Steve refers to tasks in one’s life that are not particularly meaningful or enjoyable as “friction”. Spending too much time doing things that aren’t fun or rewarding are becoming unacceptable, from having to find your shirt size in a shop to having to pay for your petrol. He has a vision of a car owner driving to the petrol station which detects who the driver is, what pump he has pulled up at and directly charging his account as he fills up his tank and drives away while the invoice is sent directly to his email account.
Likewise, in a retail outlet. He believes the salesperson should know who you are when you arrive, what dress size you take and what your preferred colours are. They should also be able to tell whether you are a loyal customer and require better service. The experience needs to be quicker but more personalised.
Removing friction from people’s lives is about making life as simple as conceivably possible. Small things can be done to achieve this, for example eBay found when they moved the “Buy Now” button above the fold, their conversion rate increased by 30%. It is becoming vital to simplify and optimize the web experience as the noise and clutter in the world increases, the window of time in which a consumer will convert decreases.
3. We need to be innovative… in our use of technology to reduce this friction.
Steve makes a number of suggestions on how retail outlets can be more innovative in the digital space. We need to bring more of the online into offline spaces with in-store digital experiences using kiosks and touchscreen displays. Stores need to utlise CRM systems so that salespeople can connect with the audience in a better way. They need to know who you are and what you are looking for before you walk into the store;
“If I do something good and useful for you, no one cares about big brother. The key is to not be creepy.”
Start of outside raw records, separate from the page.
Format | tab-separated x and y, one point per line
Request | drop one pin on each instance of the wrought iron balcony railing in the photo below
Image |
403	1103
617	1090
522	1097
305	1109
Beyond CRM, retail outlets can build in-store inventory into these apps so they know exactly what sizes are available in an instant, reducing any time spent looking on the shelves for clothing.
Another suggestion is in-app checkouts so a shopper does not need the sales associate, they simply checkout on their phones themselves – with no friction.
Retail outlets can also maximize on the times that they are not open with large touchscreen interactive window-shopping displays. Currently eBay has found that 80% of all customers who interact with these screens first time will go right through to the end of the entire experience.
Finally Steve talks about disruptive marketing and getting people to shop when they weren’t even thinking about shopping and reference’s eBay’s “Watch with eBay”, an eBay iPad feature which allows you to buy stuff from your favourite shows while watching TV.
So, with all this advice, is this where eBay is headed? Into retail?
Well without wanting to give too much away, Steve tells us that there are big things planned for eBay.
He marvels at the revolutionary world of 3D printing, bolding stating, “eBay is going to be the marketplace for 3D printing”. He talks about how it will revolutionise the manufacturing industry and retail world with near real-time creation and delivery of products. He predicts we will see a huge shift when 3D printers reach mass market and we are able to print inventory on demand.
A CAD file of any spare part, whether it is an electrical appliance or car part, can be uploaded to your 3D printer and the part can be printed then and there. The thought of it is mind-blowing and that’s before we open the can of worms of how this will effect copyright & IP laws if anyone, anywhere is able to generate their own products with a simple CAD drawing.
So to wrap it all up, if we are to take away one key message from Steve’s talk, it would be to reduce friction from people’s lives.
We need to remember; our customers are our customers whether they are in the store, in the boardroom, out to lunch, or even in someone else’s store. Buying needs to be made as simple as possible – he wants us to think about it in this way: Can a customer search, find and buy something they want in the moments it takes a traffic light to turn from red to green? And finally we need to use technology to deliver this.
It is all about giving consumers the freedom to purchase what, when, where and how they want.